My diffs are incredibly rusty. I mentioned that they are so rusty that the MOT guy mentioned them but I already was aware that they are really rusty. I am talking about flakes of metal falling off them when you touch them slightly, so badly that you cannot be underneath them as your eyes fill up with metal. Large chunks and small chunks. Really really rusty. I do not need an MOT guy to tell me that, I can see it with my own eyes.Have you got any mechanical knowledge at all? An MoT tester saying a diff is rusty just sounds like a poor dodgy MoT tester tbh.
The ratio change you are proposing is HUGE, have you bothered to use a gearing calculator to see what the actual impact would be?
Why on Earth do you think running at higher revs in its current state would be bad anyway? It already has pretty long tall gearing, just go and look at how most high revving 4 cylinder cars are geared.
Are you 100% sure the diffs didn't change in any other way during production? Are they 100% a direct swap over? Not saying they aren't, I don't know. But the L322 was built for many years and changed a lot in that time.
Please do not compare four-cylinder engines to a 23 year-old V8 engine that was actually designed years earlier before it came to the Range Rover. It is about the RPM that the engine runs at compared to its top RPM.
I had a motorbike that would rev to 11,000 RPM but who cares? I am talking about a 2002 petrol 4.4 L V8 Range Rover. And yes I have years of experience working on cars which is why I am talking about changing over the diffs on a forum, to reduce the RPM.
I am not sure if the diffs did not change over time, which is part of the reason that I am posting this comment here.
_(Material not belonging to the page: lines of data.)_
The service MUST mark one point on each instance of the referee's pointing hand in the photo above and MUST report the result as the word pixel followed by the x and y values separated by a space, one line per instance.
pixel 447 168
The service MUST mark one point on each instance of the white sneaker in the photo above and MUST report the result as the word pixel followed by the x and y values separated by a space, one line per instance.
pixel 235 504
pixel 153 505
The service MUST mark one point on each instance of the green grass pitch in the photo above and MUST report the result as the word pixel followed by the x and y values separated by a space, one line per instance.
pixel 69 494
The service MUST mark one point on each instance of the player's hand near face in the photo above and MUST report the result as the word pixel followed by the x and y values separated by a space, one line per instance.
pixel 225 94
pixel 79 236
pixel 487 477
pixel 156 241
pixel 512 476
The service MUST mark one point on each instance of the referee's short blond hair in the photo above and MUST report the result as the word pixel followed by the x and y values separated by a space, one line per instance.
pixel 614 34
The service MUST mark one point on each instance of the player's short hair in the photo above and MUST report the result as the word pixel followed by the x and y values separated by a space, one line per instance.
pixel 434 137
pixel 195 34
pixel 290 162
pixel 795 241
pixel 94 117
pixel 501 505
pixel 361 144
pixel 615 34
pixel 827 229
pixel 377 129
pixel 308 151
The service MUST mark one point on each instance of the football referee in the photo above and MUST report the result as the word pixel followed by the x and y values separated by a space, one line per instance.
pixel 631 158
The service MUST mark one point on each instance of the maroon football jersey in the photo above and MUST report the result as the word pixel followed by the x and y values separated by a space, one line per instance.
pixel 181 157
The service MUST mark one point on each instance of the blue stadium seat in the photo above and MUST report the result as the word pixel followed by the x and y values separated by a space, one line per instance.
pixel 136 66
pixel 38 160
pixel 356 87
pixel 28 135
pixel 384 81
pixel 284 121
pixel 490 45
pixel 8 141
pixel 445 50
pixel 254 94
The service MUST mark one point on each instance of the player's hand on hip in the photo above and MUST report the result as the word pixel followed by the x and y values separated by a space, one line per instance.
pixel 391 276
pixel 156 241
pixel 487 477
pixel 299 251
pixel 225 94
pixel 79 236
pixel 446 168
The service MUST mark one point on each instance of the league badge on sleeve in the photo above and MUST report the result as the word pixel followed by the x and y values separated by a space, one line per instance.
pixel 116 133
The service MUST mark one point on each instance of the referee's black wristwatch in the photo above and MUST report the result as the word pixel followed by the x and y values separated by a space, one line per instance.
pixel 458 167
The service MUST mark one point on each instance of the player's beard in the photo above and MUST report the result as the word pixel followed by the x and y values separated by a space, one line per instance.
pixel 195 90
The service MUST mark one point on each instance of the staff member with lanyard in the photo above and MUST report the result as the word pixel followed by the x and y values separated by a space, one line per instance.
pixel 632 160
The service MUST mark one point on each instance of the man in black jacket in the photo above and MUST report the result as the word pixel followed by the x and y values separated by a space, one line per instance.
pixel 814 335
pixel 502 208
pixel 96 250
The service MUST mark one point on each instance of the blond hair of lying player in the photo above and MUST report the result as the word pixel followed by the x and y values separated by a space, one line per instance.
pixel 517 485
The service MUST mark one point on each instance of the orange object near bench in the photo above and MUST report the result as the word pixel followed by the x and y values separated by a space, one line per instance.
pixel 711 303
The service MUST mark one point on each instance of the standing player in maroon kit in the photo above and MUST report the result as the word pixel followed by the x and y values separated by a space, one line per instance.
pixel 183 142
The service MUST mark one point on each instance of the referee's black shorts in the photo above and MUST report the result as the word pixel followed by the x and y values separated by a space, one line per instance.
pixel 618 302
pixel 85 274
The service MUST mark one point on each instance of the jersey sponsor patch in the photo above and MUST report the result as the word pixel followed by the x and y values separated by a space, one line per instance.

They seem to be the same based on every visual information that I have from looking at the two different diffs on the Gentlemen of Salvage website.
I was hoping that someone with more knowledge than me would be able to answer that question as opposed to someone without knowledge throwing out opinions.
As for the gear ratios, since nothing else would change in the drive train it is a simple ratio of 3.73 / 2.76. That is a 74% difference so if it was reving at 1,500 it would now rev at 1,500 x 74% =1,110. It's not complicated.
(I see that I typed 1,300 rpm before when I should have typed 1,500 rpm, sorry.)